Then he writes a little program called Mugshot that will take a snapshot from the pinhole camera every five seconds
or so, and compare it to the previous snapshot, and, if the difference is large enough, save it to a file. An encrypted
file with a meaningless, random name. Mugshot opens no windows and produces no output of its own, so the only
way you can tell it's running is by typing the UNIX command
ps
and hitting the return key. Then the system will spew out a long list of running processes, and Mugshot will show up
somewhere in that list.
—Neal Stephenson, Cryptonomicon, 1999
Process behavior is observable both within programs and outside of them. Today's studio will focus on debugging with the GNU debugger, which can be used to influence and observe details of processes as they run in Linux.
In this studio, you will:
Please complete the required exercises below, as well as any optional enrichment exercises that you wish to complete. We encourage you to please work in groups of 2 or 3 people on each studio (and the groups are allowed to change from studio to studio) though if you would prefer to complete any studio by yourself that is allowed.
As you work through these exercises, please record your answers, and when finished upload them along with the relevant source code to the appropriate spot on Canvas.
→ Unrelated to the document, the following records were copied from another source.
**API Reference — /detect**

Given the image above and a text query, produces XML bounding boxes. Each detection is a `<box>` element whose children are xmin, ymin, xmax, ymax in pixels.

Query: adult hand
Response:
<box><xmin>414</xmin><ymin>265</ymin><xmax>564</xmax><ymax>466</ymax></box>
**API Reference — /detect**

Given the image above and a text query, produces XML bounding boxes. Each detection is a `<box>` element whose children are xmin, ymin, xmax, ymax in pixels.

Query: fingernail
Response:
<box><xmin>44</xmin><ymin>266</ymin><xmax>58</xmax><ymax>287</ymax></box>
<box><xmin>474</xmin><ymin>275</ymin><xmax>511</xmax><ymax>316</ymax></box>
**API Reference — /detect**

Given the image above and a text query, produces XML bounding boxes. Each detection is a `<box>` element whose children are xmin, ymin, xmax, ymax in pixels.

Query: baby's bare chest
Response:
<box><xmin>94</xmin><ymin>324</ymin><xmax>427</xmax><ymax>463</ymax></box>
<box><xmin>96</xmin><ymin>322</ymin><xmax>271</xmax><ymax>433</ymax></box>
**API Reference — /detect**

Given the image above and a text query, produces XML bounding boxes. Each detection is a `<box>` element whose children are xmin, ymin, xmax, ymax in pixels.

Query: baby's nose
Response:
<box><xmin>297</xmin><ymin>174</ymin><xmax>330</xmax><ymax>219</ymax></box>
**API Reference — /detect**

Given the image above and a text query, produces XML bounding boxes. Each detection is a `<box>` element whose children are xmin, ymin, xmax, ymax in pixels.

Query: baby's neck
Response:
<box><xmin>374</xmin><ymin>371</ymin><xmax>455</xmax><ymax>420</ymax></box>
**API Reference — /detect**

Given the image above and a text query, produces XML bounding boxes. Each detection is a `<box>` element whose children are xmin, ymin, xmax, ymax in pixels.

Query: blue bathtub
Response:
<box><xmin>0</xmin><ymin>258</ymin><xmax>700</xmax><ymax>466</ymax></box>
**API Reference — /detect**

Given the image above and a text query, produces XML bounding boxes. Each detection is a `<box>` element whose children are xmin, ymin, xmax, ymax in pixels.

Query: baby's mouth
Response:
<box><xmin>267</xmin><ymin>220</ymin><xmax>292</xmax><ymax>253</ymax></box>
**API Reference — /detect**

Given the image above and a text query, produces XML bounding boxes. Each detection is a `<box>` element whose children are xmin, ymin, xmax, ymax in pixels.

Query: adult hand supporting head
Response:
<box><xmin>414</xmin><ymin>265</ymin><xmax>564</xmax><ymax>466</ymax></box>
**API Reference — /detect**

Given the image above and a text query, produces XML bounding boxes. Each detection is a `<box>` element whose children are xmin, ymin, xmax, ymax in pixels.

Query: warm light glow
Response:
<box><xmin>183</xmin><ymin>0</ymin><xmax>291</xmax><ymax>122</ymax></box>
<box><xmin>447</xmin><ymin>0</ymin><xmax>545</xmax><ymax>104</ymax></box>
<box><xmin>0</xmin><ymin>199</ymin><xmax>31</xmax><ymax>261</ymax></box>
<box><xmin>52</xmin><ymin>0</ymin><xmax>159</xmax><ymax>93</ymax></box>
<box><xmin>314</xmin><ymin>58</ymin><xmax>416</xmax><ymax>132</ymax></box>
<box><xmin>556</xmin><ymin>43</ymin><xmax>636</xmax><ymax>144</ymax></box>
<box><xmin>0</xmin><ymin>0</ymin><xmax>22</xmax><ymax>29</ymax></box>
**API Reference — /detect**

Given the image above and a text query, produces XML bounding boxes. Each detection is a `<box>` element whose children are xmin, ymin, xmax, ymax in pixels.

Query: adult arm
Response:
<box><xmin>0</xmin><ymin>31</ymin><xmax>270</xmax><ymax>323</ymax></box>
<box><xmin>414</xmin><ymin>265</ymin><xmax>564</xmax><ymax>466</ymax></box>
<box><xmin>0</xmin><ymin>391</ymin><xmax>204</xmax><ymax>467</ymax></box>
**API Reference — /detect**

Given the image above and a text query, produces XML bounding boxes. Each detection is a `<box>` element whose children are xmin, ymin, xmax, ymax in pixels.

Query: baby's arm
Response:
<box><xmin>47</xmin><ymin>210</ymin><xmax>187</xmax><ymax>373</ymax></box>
Make sure that the name of each person who worked on these exercises is listed in the first answer, and make sure you number each of your responses so it is easy to match your responses with each exercise.
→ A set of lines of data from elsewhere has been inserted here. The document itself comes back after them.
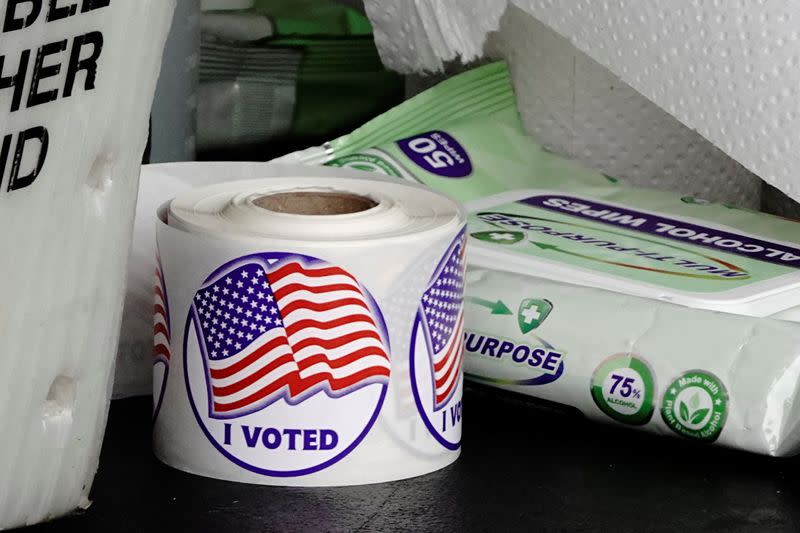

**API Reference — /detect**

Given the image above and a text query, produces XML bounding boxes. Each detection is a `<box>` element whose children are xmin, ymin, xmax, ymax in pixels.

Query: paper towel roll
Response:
<box><xmin>0</xmin><ymin>0</ymin><xmax>174</xmax><ymax>529</ymax></box>
<box><xmin>154</xmin><ymin>165</ymin><xmax>465</xmax><ymax>486</ymax></box>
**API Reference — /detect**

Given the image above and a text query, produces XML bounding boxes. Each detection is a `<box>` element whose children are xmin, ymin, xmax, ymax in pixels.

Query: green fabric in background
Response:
<box><xmin>200</xmin><ymin>0</ymin><xmax>405</xmax><ymax>160</ymax></box>
<box><xmin>254</xmin><ymin>0</ymin><xmax>372</xmax><ymax>37</ymax></box>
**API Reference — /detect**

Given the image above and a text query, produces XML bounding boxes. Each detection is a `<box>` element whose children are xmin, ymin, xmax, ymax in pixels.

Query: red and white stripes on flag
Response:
<box><xmin>421</xmin><ymin>232</ymin><xmax>466</xmax><ymax>411</ymax></box>
<box><xmin>153</xmin><ymin>257</ymin><xmax>171</xmax><ymax>363</ymax></box>
<box><xmin>433</xmin><ymin>310</ymin><xmax>464</xmax><ymax>409</ymax></box>
<box><xmin>194</xmin><ymin>259</ymin><xmax>390</xmax><ymax>418</ymax></box>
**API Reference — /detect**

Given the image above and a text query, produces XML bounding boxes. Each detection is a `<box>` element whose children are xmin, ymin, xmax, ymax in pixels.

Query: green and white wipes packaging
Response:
<box><xmin>276</xmin><ymin>63</ymin><xmax>800</xmax><ymax>455</ymax></box>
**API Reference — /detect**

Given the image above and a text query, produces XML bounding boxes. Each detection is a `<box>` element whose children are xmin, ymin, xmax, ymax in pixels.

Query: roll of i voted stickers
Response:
<box><xmin>153</xmin><ymin>163</ymin><xmax>465</xmax><ymax>486</ymax></box>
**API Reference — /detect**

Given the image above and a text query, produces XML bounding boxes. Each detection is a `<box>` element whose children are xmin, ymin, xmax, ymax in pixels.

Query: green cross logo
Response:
<box><xmin>472</xmin><ymin>230</ymin><xmax>525</xmax><ymax>244</ymax></box>
<box><xmin>517</xmin><ymin>298</ymin><xmax>553</xmax><ymax>334</ymax></box>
As the answer to the first exercise, list the names of the people who worked together on this studio.
Download install the GNU debugger on your Raspberry Pi, if it is not installed already, via:
sudo apt-get install gdb
Now also download a source file and an ARM object file or x86_64 object file that we will explore with gdb. Compile and link them via:
gcc -g gdb-matrix.c gdb-thread-arm32.o -o prog -lpthread
or
gcc -g gdb-matrix.c gdb-thread-x86_64.o -o prog -lpthread
Finally, run this program via ./prog
and notice how the program
terminates. Ensure that the program terminates in the same fashion every time
by running it a few handfuls of times. As the answer to this exercise, copy and
paste a piece of the output showing how the program terminates.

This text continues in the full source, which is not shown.